De schrijver als opgejaagd wild

Op 30 januari 1933 werd Hitler door Hindenburg tot Rijkskanselier benoemd. Op de avond van 31 januari stormde in Berlijn-Wilmersdorf een SA-commando het pand Trautenaustrasse 12 binnen, trapten de deur in van de woning van George Grosz en wilden de boel kort en klein slaan. Maar er was niks om te vernielen, want alle kamers waren leeg. Ze renden naar de nabijgelegen Nassauische Strasse, waar ze Grosz’ atelier wisten, sloegen met bijlen de deur in en drongen naar binnen. Maar ook daar bleek alles leeggehaald.
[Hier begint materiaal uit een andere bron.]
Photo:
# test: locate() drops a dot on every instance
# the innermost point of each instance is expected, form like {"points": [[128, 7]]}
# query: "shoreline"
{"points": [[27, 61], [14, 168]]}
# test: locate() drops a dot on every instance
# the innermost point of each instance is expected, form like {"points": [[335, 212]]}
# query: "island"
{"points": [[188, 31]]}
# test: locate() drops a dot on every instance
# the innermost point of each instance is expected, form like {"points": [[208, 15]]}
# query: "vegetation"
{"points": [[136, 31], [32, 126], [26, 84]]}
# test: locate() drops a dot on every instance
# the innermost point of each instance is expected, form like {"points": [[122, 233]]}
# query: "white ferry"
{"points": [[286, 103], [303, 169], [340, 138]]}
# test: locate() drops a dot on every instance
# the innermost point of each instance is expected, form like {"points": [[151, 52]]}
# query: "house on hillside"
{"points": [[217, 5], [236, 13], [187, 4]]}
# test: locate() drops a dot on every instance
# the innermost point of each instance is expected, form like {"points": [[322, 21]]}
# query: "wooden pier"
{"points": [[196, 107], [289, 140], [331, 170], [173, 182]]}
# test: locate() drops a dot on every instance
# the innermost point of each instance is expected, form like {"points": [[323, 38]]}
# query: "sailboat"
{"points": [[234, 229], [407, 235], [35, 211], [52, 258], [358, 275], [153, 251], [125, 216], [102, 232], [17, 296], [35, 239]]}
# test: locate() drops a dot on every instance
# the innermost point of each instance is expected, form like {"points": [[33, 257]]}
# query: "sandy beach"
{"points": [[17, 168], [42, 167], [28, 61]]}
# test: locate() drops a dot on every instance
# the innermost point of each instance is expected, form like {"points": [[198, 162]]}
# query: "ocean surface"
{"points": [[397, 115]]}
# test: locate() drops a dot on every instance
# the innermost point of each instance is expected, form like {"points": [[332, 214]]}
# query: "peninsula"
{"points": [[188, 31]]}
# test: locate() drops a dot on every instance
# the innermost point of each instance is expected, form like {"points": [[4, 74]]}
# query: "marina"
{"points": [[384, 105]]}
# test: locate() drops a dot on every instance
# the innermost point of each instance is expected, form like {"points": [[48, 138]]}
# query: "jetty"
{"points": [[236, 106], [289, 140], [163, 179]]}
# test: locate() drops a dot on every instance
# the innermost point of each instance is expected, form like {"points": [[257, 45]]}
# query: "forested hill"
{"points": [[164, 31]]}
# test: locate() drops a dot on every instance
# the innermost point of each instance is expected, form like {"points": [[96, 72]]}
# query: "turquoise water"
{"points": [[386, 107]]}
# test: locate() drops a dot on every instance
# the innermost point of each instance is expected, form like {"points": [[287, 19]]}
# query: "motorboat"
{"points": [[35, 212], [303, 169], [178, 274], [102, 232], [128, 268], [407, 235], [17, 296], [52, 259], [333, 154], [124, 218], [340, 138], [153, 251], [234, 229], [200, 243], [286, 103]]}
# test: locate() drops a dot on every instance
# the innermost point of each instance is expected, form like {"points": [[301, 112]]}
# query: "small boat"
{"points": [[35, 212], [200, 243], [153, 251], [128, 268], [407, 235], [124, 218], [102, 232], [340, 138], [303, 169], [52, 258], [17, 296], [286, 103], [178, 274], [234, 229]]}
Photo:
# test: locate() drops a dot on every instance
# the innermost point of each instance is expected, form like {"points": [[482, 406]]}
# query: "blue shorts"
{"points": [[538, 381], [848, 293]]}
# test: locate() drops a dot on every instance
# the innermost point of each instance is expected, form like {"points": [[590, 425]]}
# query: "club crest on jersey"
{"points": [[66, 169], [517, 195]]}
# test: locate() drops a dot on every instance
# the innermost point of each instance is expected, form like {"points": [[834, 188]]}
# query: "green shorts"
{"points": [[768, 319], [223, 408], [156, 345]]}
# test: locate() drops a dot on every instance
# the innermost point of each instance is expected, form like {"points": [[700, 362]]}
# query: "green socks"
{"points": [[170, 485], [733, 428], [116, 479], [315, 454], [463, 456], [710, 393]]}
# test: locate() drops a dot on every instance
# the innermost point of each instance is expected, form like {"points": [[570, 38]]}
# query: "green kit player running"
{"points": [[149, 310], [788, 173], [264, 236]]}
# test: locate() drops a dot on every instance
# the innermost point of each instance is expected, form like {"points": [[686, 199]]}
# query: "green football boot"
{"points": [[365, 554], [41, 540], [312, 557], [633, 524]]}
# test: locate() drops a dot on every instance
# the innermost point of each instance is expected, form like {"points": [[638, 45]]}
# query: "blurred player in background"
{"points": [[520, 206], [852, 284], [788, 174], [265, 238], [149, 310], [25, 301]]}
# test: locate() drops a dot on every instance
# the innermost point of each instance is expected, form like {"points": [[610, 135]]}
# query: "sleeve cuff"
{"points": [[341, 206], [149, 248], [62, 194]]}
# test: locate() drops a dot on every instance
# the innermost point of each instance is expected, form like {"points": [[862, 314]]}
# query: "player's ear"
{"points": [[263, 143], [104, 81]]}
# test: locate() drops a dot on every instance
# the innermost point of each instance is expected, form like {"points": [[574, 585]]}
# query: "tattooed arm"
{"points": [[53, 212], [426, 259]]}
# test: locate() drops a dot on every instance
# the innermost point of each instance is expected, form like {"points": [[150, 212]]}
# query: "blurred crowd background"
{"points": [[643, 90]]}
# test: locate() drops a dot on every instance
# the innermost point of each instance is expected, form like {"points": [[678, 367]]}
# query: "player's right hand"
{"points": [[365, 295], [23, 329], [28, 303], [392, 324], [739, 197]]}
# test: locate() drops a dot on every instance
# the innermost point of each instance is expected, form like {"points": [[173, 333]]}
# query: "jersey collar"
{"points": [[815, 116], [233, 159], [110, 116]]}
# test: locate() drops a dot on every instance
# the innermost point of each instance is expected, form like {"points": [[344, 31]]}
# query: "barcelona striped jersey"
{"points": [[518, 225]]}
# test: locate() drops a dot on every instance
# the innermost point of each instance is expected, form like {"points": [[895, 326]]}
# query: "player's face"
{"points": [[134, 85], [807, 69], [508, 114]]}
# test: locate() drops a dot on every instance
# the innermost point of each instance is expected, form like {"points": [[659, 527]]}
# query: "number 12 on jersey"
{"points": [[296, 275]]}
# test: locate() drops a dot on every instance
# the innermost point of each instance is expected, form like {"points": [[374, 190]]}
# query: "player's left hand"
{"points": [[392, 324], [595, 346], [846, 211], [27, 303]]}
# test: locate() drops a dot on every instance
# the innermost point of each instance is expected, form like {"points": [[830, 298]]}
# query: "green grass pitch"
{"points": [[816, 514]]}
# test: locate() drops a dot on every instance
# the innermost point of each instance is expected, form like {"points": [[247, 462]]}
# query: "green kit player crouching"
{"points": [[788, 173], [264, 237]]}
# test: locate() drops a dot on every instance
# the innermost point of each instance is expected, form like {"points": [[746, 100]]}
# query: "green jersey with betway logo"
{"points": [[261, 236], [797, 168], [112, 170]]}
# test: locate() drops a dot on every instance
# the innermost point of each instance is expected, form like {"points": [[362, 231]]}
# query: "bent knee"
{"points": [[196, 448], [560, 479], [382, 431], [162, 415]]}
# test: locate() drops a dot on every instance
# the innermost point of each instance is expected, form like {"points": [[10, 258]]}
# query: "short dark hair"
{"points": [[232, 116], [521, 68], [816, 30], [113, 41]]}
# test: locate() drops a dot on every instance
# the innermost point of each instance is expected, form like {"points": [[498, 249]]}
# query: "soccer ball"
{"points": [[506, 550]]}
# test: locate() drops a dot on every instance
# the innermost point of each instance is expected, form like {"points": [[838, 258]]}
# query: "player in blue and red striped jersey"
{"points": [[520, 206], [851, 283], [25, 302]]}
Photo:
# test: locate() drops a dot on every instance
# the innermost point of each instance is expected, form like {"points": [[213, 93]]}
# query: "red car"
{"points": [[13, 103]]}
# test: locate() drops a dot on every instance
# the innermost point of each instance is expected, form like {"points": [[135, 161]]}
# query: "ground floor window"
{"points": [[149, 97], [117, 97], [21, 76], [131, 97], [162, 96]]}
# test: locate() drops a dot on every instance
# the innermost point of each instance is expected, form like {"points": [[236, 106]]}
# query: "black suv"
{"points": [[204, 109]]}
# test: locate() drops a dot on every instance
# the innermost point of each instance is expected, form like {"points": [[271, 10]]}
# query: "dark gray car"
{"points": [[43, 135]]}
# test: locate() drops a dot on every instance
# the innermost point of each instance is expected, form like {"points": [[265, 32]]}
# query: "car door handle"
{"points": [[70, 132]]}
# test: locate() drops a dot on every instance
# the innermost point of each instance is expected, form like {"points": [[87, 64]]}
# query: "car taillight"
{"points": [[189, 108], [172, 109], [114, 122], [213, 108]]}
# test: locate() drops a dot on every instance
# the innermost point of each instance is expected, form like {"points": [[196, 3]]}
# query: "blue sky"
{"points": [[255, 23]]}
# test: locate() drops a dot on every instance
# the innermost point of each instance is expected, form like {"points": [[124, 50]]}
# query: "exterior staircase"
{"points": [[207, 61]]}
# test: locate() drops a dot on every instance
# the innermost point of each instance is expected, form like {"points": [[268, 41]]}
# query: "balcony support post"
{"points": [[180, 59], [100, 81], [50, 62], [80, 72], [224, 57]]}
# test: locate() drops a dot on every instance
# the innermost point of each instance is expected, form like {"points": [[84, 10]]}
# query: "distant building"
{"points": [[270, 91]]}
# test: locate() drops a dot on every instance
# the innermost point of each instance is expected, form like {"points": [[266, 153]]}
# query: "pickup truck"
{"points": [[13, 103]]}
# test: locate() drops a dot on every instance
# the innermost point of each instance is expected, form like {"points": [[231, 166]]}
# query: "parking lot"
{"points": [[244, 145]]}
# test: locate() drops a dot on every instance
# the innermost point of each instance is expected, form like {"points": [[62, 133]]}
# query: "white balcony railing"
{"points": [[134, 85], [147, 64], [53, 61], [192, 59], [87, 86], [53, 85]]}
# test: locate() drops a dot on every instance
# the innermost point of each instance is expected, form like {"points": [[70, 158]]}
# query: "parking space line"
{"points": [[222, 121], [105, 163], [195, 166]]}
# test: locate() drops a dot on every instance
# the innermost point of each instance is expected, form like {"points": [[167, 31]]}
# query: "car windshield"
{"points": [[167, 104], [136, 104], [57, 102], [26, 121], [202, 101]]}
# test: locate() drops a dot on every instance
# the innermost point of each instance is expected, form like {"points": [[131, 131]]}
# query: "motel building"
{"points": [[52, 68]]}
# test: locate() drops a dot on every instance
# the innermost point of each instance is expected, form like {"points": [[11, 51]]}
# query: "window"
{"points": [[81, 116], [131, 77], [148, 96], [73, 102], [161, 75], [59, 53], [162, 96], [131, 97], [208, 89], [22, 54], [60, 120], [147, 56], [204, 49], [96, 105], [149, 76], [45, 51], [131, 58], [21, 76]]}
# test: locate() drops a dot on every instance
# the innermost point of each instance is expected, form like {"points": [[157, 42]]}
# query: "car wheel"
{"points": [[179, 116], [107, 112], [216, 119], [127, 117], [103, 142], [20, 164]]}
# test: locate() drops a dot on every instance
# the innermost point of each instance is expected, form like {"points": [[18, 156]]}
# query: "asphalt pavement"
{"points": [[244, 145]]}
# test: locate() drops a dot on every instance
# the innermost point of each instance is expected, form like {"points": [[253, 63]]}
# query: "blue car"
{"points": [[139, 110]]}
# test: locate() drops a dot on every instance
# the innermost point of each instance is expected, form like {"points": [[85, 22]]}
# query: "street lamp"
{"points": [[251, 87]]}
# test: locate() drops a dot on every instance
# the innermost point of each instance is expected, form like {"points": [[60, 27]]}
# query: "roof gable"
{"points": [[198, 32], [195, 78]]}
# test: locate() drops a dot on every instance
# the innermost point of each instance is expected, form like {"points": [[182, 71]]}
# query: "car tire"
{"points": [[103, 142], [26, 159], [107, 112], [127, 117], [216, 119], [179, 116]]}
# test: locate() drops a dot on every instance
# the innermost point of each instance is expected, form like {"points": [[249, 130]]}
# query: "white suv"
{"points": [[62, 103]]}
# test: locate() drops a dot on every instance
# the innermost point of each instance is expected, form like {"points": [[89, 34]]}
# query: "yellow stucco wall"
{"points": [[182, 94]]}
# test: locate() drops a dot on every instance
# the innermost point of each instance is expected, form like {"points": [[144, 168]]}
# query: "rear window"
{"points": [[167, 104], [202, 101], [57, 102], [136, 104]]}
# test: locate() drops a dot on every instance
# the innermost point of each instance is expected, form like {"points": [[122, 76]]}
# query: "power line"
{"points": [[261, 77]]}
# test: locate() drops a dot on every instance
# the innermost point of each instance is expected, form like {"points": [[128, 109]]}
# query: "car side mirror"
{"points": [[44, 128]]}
Grosz had het goed gezien. Geen kunstenaar werd zo gehaat door de nazi’s (en door nationalistisch-conservatieve Duitsers) als hij. Zodra Hitler aan de macht zou komen, kon hij ervan verzekerd zijn dat de SA langs kwam voor een wraakoefening. Grosz was in 1932 al naar Amerika gegaan om zich te oriënteren, kwam terug om zijn gezin op te halen en ging opnieuw scheep naar Amerika, kort voor Hitlers benoeming tot Rijkskanselier. Pas in 1959 bezocht hij Berlijn weer. In het huis van zijn schoonouders, dat de bombardementen en de strijd om de stad grotendeels had overleefd, vond hij alles terug wat hij daar voor zijn tweede vertrek naar Amerika in kisten aan schilderijen, tekeningen en manuscripten had opgeslagen. Onaangeroerd en onbeschadigd.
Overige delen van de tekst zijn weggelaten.